The building was old, and had had many users. John and I shared an office a short distance from the Rest Room. It suddenly came to me what we should do. Skipping our office, I went to the Rest Room, directing John to follow me. I should say the room was unusual. It had thirteen urinals and six johns, relics of the building’s remote past. A large sink was positioned at the far end of the long line of urinals.

Once inside, I pointed to the thirteen urinals to John.

“Break the ice up and put a piece in each urinal.”

We proceeded to the task and soon each of the urinals was decorated with a piece of dry ice. They sat there amazingly normal. Placed were they were, they looked as if they were pieces of the white cakes of material that were usually placed in the urinals to hide unpleasant odors. We had just finished, when John turned toward the door and whispered: “Quick, someone’s coming.”

With this, we hurried to the far end of the urinals and addressed ourselves to the units next to the deep sink trying not to look at whoever came in.

When the door opened, and the person came in, we found that the person entering the room was Henry!

***


Now I should explain a little about Henry before we go any further.

To say he was odd would not do him justice, not the slightest. Henry was an anomaly. Everyone in the building, except for two secretaries, was a civilian marine scientist working on highly classified navy projects. As a group, we were the cream of the crop.

Henry was the oddity among the scientists. Neither I nor John knew exactly what it was he did. We both shared the thought that really no one in the laboratory knew any more than we, i.e. what exactly what it was he did. Henry had no friends, spoke to no one, shared an office by himself and rarely left it.

Years later for some reason, (again nobody knew why), the office security people raided his apartment and found it contained among numerous unexplainable oddities, several hundred Xerox copies of a single page of a classified Navy training manual. When we were shown a copy of the Xeroxed page, we all knew what it was but could not figure out why anyone would find a use for that single page, or even the out-of-date secret manual it came from. There were other eccentricities that seemed equally abnormal. But that one page, gave the navy no excuse but to promptly fire him. We never heard from him again. But this was several years later.

Today was today and it was this same Henry that stepped into the rest room.

***


Henry nodded to us as he entered and we nodded back and mimed doing the task one does when addressing a urinal, while all the time secretly watching him as he stepped to the first urinal near the door.

For the first few seconds he worked to open his fly and then he began to urinate.

Nothing visibly happened at first. But as soon as his urine hit the cake of ice, the cake foamed. In seconds it overflowed the urinal’s rim and flowed, an impressive fountain, down onto the restroom floor. Henry continued to urinate paying no visible attention to the increasingly massive flow exiting the urinal. The overflow spread magically on the floor, reaching a height of almost a foot thick, expanding in every direction; even entering beneath the closed doors of the johns immediately behind him.

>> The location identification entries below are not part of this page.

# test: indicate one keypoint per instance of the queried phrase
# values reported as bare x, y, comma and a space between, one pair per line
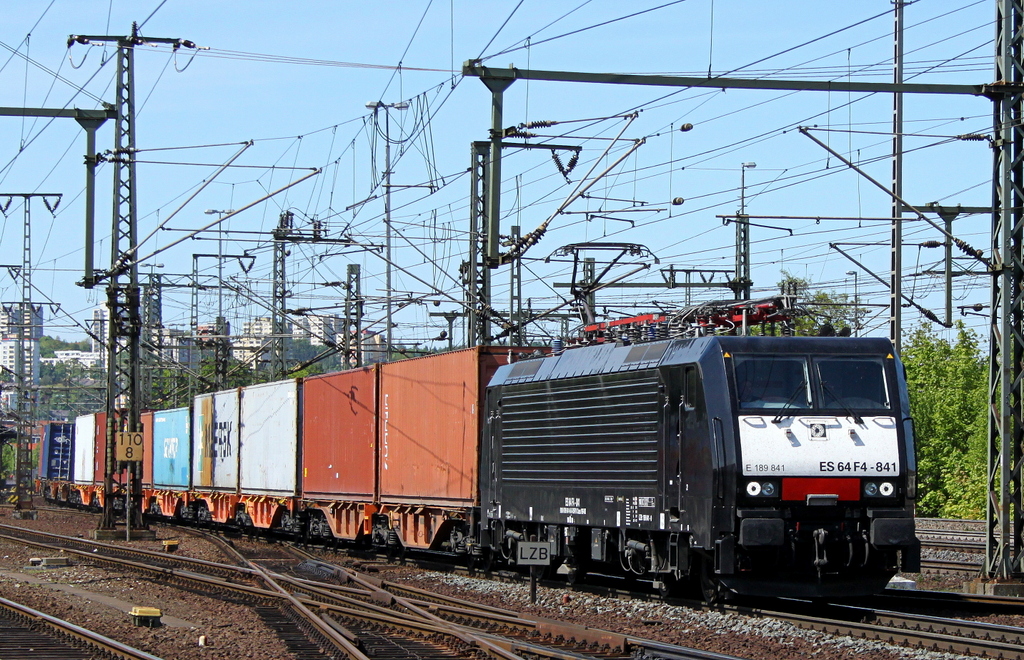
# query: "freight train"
767, 466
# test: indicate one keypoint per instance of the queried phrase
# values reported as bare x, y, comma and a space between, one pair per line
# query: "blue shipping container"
171, 448
58, 452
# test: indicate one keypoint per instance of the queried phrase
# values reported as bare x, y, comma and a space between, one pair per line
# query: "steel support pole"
1005, 543
896, 227
353, 317
477, 274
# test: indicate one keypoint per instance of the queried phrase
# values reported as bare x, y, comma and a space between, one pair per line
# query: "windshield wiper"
793, 398
856, 418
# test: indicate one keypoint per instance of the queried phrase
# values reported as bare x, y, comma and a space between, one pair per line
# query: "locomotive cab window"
854, 383
772, 382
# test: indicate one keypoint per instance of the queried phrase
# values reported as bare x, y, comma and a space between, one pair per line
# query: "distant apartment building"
255, 340
10, 325
318, 330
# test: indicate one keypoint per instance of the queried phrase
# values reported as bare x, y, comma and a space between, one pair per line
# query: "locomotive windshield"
852, 383
775, 382
772, 382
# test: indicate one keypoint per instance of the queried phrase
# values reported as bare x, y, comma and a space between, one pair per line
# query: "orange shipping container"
429, 426
338, 435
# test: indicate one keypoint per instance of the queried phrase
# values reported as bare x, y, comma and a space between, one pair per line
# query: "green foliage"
947, 383
49, 345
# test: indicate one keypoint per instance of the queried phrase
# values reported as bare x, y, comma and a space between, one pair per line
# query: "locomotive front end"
824, 482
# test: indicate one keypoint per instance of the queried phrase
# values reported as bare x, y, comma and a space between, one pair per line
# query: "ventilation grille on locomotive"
598, 431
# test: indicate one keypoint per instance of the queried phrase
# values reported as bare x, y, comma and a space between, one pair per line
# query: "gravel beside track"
231, 630
739, 635
236, 631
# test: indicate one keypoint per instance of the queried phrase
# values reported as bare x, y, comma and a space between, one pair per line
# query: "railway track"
29, 634
355, 607
358, 619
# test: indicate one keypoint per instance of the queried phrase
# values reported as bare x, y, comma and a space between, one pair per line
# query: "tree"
947, 385
48, 346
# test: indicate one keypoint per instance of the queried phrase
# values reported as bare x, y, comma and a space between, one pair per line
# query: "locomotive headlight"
761, 488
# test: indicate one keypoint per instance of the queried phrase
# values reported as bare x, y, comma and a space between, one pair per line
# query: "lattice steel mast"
123, 409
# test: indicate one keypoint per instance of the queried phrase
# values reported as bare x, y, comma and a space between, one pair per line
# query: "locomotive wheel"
711, 589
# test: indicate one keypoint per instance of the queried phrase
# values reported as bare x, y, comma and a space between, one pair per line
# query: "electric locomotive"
762, 466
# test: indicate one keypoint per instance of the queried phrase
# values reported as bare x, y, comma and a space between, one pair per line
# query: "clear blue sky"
295, 78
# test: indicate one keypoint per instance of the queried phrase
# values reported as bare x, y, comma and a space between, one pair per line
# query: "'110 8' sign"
129, 445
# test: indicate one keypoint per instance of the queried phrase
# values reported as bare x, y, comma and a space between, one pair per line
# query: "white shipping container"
215, 441
269, 438
85, 447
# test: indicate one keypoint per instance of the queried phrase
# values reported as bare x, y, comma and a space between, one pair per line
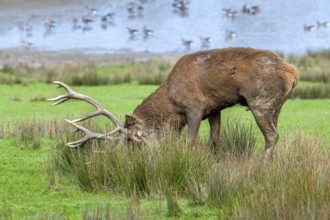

We stared, horrified that the flow might reach us!

Through all this, Henry continued to do his business staring blankly at the wall in front of him. His face showed no emotion, absolutely not showing any knowledge of what was occurring. I looked at John and he in turn looked back at me, his facial feature that of wide open astonishment mirrored mine.

Although the time of what was taking place seemed to us to last many minutes, it was over in just over a minute. Evidently finished, Henry secured his trouser front and without acknowledging our presence, left the room. The flow abruptly stopped.

We both looked at the white cakes of dry ice in each of our urinals and, since neither one of us had opened our trousers, waited a few moments and then turned and left the room, no longer interested in our failed joke. We went back to our nearby office and returned to the work we had scheduled for the afternoon.

We never spoke to anyone about what had happened that day about our failed prank. To this day, I can only think of John’s remark as we left the restroom:

“Do you suppose it always does that when he pees?”